The star guard was entering the final year of a $100 million, three-year deal. But now he’ll bypass free agency next summer, and the short-term deal helps the Raptors keep the flexibility many teams will want going into what’s likely to be a massive free-agent summer of 2021.
Lowry is entering his 14th NBA season and his eighth with the Raptors, making him the longest-tenured player on the roster. He’s been an All-Star the last five seasons. He averaged 14.2 points and a career-best 8.7 assists last season while helping Toronto win its first NBA title.
Lowry said last month that winning one championship has whetted his appetite for another.

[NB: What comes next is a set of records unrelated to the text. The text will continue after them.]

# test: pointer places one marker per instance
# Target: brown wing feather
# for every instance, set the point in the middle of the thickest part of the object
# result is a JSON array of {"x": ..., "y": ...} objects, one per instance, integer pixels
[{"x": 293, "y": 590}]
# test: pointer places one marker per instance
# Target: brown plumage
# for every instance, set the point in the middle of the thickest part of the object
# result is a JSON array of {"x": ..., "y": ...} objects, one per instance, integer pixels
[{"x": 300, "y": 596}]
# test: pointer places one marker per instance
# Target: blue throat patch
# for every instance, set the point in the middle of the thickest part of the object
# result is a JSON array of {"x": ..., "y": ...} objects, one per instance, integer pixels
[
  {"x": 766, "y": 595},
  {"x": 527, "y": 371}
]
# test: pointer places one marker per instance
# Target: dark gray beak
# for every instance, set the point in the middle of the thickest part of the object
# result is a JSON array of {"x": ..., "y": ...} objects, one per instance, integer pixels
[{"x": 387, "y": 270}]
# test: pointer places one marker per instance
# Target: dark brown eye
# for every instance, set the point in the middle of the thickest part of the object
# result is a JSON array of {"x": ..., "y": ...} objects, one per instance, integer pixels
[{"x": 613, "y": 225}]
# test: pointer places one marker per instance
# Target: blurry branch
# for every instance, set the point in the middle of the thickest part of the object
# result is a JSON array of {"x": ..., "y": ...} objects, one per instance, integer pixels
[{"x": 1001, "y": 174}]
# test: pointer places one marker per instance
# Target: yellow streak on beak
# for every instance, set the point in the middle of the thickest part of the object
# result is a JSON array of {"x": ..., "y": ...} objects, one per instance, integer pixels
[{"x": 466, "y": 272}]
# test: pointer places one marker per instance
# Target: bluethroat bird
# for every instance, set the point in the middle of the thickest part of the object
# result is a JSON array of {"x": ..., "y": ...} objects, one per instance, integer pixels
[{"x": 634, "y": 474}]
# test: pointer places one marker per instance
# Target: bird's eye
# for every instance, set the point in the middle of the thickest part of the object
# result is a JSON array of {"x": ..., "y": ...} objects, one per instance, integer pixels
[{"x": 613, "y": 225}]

“I’m motivated even more than ever now,” he said. “When you get a taste of it, you always want it.”
He has been gratified by the Raptors‘ success.
“I’ve been through the ups and downs,” he said. “I was able to help bring a championship here, from the time when they were talking about tanking for certain players. I’m not saying I’m the sole reason but I feel like I have a big part of it.”
Lowry has been dealing with the aftereffects of offseason thumb surgery. It kept him from playing for USA Basketball at this summer’s World Cup, and he isn’t playing in the Raptors‘ preseason games this week in Japan against Houston.
“I’m going to slow-roll it and make sure I’m fully ready to go when it’s time to go,” Lowry said.